The incident took place after midnight on Oct. 4. By that afternoon, ESPN reporter Adam Schefter was telling a different story about Sanchez, as detailed in Awful Announcing. First, Schefter tweeted that Sanchez "was stabbed in Indianapolis and is in the hospital in stable condition," citing Fox as his source. Then he shared a Fox statement about "thoughts and prayers" for Sanchez. And then Schefter posted the following tweet, which said that Sanchez "has been hospitalized after being stabbed during a robbery":

Schefter did not cite a source, and no one else had reported that Sanchez was involved in a robbery.
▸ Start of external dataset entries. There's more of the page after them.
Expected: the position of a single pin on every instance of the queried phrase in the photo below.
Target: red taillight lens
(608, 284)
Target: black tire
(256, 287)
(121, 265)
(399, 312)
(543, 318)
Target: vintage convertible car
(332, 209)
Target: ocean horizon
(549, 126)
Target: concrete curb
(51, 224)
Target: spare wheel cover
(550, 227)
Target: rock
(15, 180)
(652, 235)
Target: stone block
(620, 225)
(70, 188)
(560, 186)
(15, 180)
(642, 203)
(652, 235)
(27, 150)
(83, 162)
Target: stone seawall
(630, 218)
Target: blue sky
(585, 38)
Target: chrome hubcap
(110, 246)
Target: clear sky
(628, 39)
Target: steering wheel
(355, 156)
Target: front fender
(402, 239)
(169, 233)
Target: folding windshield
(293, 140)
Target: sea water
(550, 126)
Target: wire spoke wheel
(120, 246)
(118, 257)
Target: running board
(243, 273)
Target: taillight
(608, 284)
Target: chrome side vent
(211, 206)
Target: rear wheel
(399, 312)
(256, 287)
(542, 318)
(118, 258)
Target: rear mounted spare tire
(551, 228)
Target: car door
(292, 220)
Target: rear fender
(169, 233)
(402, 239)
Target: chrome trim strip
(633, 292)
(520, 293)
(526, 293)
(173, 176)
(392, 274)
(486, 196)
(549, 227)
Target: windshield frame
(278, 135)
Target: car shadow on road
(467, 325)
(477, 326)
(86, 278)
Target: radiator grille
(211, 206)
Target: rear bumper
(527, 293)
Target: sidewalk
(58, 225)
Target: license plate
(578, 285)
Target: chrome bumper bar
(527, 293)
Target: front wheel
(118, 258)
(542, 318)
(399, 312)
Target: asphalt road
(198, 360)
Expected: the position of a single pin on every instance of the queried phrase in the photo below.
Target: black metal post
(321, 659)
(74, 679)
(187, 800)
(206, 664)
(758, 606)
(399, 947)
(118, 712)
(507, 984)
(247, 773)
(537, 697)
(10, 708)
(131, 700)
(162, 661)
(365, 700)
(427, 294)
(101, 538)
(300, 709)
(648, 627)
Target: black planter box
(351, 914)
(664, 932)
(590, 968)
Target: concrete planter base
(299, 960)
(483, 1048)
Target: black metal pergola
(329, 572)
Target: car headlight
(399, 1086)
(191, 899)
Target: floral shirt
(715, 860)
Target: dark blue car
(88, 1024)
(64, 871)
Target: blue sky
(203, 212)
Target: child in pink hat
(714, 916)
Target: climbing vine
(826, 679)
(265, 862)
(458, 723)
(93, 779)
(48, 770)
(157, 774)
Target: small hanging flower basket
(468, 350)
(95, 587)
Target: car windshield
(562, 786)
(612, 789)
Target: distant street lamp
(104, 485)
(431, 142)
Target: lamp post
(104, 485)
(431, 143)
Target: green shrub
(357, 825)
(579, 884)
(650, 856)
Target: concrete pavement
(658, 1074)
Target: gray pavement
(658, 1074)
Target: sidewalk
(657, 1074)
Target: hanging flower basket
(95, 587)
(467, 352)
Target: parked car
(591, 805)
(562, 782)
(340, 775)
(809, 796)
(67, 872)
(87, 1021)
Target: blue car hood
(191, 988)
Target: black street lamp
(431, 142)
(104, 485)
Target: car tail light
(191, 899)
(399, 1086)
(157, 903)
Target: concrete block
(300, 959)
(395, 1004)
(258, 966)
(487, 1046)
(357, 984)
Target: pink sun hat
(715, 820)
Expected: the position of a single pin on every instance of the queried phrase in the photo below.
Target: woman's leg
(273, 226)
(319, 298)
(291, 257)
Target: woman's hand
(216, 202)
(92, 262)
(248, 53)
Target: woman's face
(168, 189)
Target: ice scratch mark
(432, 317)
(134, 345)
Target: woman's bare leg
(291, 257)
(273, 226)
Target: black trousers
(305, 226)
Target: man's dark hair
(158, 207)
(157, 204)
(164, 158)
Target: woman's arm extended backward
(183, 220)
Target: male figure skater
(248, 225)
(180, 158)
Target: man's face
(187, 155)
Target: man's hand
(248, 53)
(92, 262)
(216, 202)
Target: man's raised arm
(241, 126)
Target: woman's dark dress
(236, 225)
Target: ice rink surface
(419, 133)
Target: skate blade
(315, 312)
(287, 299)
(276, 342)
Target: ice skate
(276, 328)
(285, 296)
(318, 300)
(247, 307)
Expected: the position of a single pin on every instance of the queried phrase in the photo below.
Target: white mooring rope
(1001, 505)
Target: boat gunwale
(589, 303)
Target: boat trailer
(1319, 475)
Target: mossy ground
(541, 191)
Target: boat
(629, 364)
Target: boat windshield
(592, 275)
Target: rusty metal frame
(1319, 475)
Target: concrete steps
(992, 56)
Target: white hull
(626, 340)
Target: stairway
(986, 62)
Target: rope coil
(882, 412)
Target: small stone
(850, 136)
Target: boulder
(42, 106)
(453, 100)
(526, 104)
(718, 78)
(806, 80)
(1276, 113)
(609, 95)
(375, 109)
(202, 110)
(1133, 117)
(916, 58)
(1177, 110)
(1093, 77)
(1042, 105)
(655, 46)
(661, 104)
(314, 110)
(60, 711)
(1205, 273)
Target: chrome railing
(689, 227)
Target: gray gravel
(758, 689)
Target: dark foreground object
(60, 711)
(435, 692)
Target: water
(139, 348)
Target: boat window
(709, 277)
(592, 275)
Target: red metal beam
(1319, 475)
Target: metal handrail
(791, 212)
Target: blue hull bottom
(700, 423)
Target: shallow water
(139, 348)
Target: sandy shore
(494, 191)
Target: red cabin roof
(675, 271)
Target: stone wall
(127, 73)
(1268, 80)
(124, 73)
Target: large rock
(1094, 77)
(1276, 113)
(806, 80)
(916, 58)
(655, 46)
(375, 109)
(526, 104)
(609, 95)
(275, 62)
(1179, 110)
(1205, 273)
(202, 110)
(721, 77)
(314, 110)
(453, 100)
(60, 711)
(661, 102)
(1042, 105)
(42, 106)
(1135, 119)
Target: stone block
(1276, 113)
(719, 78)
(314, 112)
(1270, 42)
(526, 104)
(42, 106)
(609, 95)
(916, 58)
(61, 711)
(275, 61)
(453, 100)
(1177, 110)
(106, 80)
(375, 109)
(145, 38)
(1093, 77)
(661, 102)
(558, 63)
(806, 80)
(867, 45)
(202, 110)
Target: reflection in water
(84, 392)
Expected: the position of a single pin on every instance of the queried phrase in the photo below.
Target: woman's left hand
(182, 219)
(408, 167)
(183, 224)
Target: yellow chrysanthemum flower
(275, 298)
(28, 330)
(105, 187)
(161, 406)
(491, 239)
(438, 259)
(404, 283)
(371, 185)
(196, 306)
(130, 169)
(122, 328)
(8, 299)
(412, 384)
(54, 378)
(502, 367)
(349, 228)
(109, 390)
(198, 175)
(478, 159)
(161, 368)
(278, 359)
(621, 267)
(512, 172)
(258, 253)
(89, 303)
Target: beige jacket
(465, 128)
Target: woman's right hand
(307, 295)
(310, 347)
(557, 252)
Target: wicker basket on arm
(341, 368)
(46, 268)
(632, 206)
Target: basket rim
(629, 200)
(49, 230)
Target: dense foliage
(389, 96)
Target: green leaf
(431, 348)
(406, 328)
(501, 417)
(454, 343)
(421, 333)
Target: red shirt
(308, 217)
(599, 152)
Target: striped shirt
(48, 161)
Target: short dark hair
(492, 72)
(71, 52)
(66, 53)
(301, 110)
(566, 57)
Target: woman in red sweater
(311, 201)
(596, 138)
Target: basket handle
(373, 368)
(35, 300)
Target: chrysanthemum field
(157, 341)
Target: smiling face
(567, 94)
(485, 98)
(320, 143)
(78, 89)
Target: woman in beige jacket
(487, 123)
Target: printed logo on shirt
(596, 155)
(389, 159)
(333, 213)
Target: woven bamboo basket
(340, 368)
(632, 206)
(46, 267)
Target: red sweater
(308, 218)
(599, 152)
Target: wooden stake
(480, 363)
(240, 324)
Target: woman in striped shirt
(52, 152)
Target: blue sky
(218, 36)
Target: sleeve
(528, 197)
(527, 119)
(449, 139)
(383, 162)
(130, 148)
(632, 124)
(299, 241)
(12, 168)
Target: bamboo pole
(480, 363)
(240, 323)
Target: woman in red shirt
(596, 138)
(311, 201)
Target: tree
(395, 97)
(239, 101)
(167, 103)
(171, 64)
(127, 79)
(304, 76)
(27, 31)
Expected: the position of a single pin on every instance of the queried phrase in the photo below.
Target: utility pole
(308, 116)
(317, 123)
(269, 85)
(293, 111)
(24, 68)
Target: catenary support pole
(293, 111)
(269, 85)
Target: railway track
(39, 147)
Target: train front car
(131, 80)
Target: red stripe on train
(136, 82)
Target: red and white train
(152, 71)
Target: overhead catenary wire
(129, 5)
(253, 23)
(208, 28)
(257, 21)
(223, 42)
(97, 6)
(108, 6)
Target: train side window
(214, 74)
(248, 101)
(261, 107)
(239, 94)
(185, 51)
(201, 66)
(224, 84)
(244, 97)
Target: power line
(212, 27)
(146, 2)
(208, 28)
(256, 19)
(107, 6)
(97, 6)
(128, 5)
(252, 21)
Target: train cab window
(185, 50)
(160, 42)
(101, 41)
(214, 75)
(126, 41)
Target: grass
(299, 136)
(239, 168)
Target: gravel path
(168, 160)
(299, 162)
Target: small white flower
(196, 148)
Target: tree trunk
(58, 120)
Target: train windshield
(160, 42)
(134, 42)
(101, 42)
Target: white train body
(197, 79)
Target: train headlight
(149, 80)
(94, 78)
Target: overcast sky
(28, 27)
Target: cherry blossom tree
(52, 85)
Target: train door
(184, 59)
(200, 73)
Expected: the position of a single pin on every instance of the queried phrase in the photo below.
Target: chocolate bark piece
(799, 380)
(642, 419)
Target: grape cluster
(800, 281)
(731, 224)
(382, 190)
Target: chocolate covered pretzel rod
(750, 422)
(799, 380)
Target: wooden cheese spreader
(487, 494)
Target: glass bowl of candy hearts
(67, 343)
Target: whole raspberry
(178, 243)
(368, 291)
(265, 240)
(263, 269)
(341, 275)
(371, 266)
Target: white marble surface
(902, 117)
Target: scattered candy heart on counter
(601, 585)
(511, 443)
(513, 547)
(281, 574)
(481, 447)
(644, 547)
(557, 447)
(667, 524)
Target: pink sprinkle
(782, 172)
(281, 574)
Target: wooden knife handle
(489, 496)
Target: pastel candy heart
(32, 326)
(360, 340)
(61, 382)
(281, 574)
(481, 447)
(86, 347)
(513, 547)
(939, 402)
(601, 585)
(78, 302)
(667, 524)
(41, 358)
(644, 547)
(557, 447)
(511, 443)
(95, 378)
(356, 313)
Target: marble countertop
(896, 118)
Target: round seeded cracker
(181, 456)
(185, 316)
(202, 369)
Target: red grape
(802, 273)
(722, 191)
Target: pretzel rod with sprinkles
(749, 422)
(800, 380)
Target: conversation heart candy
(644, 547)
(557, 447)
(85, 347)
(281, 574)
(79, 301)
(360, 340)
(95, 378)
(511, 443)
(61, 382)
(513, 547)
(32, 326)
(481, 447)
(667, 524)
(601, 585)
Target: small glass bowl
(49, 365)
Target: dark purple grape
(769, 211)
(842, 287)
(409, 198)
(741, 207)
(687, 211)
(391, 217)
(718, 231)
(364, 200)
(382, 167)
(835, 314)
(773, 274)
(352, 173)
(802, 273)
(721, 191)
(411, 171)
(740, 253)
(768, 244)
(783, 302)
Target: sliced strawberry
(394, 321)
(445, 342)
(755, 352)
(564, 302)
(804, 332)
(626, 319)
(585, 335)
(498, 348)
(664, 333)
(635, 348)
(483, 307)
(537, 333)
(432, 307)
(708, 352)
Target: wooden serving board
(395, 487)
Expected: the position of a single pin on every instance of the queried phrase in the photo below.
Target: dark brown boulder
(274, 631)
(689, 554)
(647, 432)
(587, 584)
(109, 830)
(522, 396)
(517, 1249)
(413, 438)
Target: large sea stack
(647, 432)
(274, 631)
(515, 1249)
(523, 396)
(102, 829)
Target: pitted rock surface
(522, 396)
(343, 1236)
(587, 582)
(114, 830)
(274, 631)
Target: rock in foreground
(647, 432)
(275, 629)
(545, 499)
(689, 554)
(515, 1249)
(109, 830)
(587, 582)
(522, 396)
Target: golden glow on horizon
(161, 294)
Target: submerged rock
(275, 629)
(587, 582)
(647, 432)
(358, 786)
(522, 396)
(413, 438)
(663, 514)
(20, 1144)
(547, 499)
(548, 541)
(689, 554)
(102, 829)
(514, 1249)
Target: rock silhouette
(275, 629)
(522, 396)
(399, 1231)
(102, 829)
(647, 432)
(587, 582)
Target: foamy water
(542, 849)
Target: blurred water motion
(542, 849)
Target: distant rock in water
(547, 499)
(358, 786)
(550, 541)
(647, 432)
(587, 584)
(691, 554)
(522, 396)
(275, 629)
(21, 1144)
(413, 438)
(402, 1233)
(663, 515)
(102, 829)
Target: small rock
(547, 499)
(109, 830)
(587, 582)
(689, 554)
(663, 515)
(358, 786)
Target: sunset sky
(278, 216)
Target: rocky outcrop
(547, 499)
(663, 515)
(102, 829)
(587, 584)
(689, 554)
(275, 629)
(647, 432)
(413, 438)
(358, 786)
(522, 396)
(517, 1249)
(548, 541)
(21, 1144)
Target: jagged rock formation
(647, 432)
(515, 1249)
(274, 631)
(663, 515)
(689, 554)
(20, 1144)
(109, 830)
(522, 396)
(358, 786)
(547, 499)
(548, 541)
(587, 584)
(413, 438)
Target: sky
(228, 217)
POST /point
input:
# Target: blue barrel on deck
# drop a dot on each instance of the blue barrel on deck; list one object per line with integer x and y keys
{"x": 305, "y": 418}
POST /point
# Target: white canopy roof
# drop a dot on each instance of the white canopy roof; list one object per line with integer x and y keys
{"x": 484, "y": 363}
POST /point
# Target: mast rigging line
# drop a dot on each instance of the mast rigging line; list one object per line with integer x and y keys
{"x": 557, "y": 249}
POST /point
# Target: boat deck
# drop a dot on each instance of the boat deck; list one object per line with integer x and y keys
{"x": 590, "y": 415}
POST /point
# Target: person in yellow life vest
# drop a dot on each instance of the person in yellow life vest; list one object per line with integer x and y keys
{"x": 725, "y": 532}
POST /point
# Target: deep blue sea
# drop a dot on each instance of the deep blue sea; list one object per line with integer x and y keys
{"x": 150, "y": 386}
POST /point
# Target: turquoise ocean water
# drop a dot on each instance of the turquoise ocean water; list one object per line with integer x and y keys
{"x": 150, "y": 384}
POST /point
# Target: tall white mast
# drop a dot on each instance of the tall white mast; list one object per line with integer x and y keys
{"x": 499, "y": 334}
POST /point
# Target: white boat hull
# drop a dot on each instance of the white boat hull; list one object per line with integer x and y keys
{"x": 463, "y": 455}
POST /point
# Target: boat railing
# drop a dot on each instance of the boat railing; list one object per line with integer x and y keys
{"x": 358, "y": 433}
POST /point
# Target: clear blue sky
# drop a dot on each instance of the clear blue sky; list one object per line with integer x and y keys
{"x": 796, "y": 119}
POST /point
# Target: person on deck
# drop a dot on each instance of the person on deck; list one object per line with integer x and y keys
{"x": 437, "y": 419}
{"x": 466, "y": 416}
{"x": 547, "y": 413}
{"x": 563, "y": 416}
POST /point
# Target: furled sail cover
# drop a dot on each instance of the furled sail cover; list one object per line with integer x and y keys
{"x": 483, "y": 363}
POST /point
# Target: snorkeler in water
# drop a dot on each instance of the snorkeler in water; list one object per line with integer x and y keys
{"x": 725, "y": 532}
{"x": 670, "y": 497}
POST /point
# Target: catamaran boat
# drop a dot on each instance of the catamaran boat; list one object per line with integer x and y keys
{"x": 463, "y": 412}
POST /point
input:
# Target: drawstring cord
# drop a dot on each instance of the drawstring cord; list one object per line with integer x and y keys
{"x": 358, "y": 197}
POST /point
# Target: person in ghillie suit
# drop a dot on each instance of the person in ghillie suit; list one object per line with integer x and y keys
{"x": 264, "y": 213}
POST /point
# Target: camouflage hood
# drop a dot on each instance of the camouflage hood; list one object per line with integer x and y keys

The tweet was still up a day after it was posted, per The Ringer's Bryan Curtis; Schefter deleted the tweet later on Oct. 5 without explanation.
ESPN apparently has no protocol for its lead football insider announcing, without sourcing or a timely correction, that Sanchez was involved in a robbery. When the scoop hounds stumble into a news story with real-world ethical stakes, we often end up with strange and irresponsible reporting. (Think about Shams Charania credulously parroting Kyrie Irving's justification for not getting a vaccine.) When reporting on knife violence, one should not apply the same evidentiary standards used to blast out perfunctory updates about NFL training camp. Schefter, moving ahead as if nothing happened, eventually tweeted accurate information on Sanchez's charges on Monday afternoon.